Ever since the end of World War II, Fromburg’s duties had become increasingly secretive as he was assigned to the more sensitive areas of counter-espionage. It had been Sarah who had decided that Felix should never tell her anything of his work. “If there should ever be a leak,” she’d said, “you’ll never be worried that it was me.” That’s the way it was, and had always been, but now, even as he realized it was necessary to tell her everything, the habit of secrecy inhibited him. He considered suggesting that she take the children to visit her mother over the holidays, but Baltimore was a primary target also. Sarah had a sister in Pittsburgh. That was just as bad, perhaps worse. Sarah was tucking his white saddle shoes into the corners of the suitcase when he spoke. “I wish to God I could take you and the children to Havana with me, but I can’t.”

She straightened, startled by the calm gravity of his voice. “Take the children away from home at Christmas? Why, sweetheart?”

Felix tried to explain, but the phrases would not form themselves. All he could say was, “Yes, out of Washington on Christmas. Out of Washington before Christmas Eve.” He grabbed her by the shoulders.

“But why in the world—” And then she knew. “Do you mean it, Felix?”

“I mean it.”

“When?”

“I believe on Christmas Eve.”

“Why hasn’t an evacuation been ordered?” Two hours a week, Sarah worked for Civil Defense. Not as a spotter. Glasses couldn’t correct her eyesight, except for reading. All Sarah did was sweep out the Civil Defense shack, far down the river, and keep things neat.

“Because—” he knew the futility of explaining to her the intricacies of government—“because opinion is divided. The big boys don’t believe it. Most of them haven’t even heard of it, and probably won’t. Now don’t argue, Sarah. Just trust me. Get the kids out of the city. I don’t know where. Try to find a safe place. You know as much about it as I do.”

She said, “All right, Felix. I’ll take them away in the car Sunday morning. When I find a place I’ll wire you. But where?”

“Care of the consul-general. I’ll have to check in there.”

That’s the way he had left his family.

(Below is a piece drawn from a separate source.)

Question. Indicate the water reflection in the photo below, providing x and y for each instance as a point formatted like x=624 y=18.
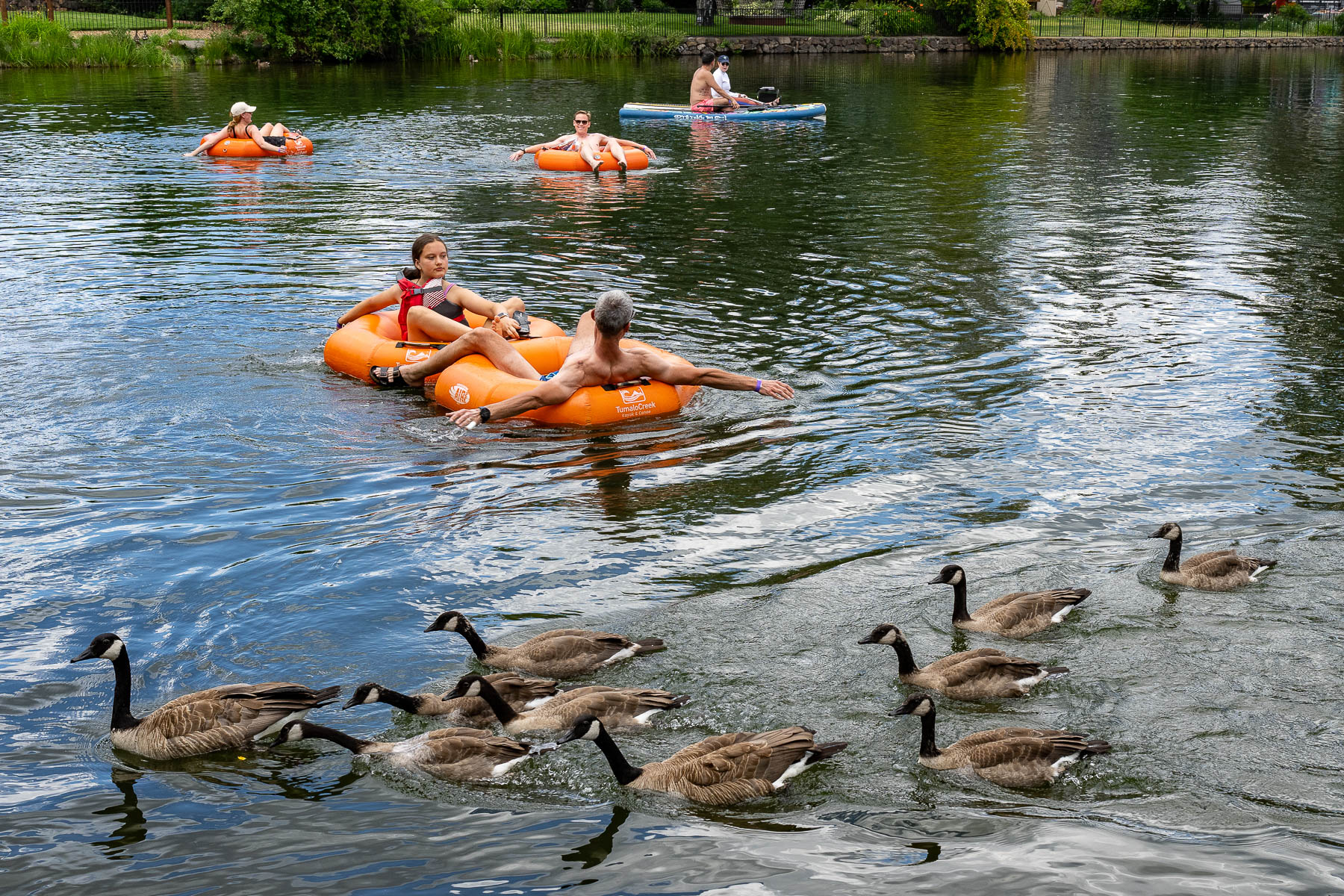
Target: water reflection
x=132 y=828
x=596 y=849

It wasn’t until too late, when he was aboard the night non-stop for Havana, that he began to wish he had told Sarah to follow him to Cuba instead of driving off, with the children and the responsibility, into the unpredictable countryside. 4

General Keatton and Colonel Lundstrom had taken over the base commander’s working space at Hibiscus, and so Brigadier-General Charles Conklin was using his exec’s office when Jesse Price arrived to check in, as courtesy required. An officer without orders does not come to live in somebody else’s bailiwick without making his presence known, particularly when that bailiwick is approximately in a state of siege.

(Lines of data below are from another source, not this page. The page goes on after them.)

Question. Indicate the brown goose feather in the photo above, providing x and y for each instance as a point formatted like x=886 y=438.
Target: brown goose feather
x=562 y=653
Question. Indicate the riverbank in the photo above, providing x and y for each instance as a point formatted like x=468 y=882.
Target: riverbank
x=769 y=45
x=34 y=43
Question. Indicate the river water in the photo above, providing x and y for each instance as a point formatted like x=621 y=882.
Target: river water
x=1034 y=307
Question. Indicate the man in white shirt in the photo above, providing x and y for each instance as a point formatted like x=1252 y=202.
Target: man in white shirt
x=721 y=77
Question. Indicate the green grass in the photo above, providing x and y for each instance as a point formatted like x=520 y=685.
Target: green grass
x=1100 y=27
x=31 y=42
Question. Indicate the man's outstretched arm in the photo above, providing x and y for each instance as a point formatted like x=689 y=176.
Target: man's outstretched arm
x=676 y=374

Conklin was only four years older than Jesse, and but for the caprices of two wars their rank might have been identical. In 1943, as lieutenants, they had flown B-24’s to Africa, wingtip to wingtip. Conklin’s curse was a snub-nosed, freckled face that refused to age, and golden hair that refused to gray and insisted on curling no matter how closely cropped. His nickname was Buddy, after Buddy Rogers, the actor who for two generations had managed to remain a juvenile film star. That Buddy Conklin was a brigadier-general at thirty-nine, in spite of these manifest handicaps, attested to his courage as a pilot, his great skill as a tactician, his executive ability, and his luck.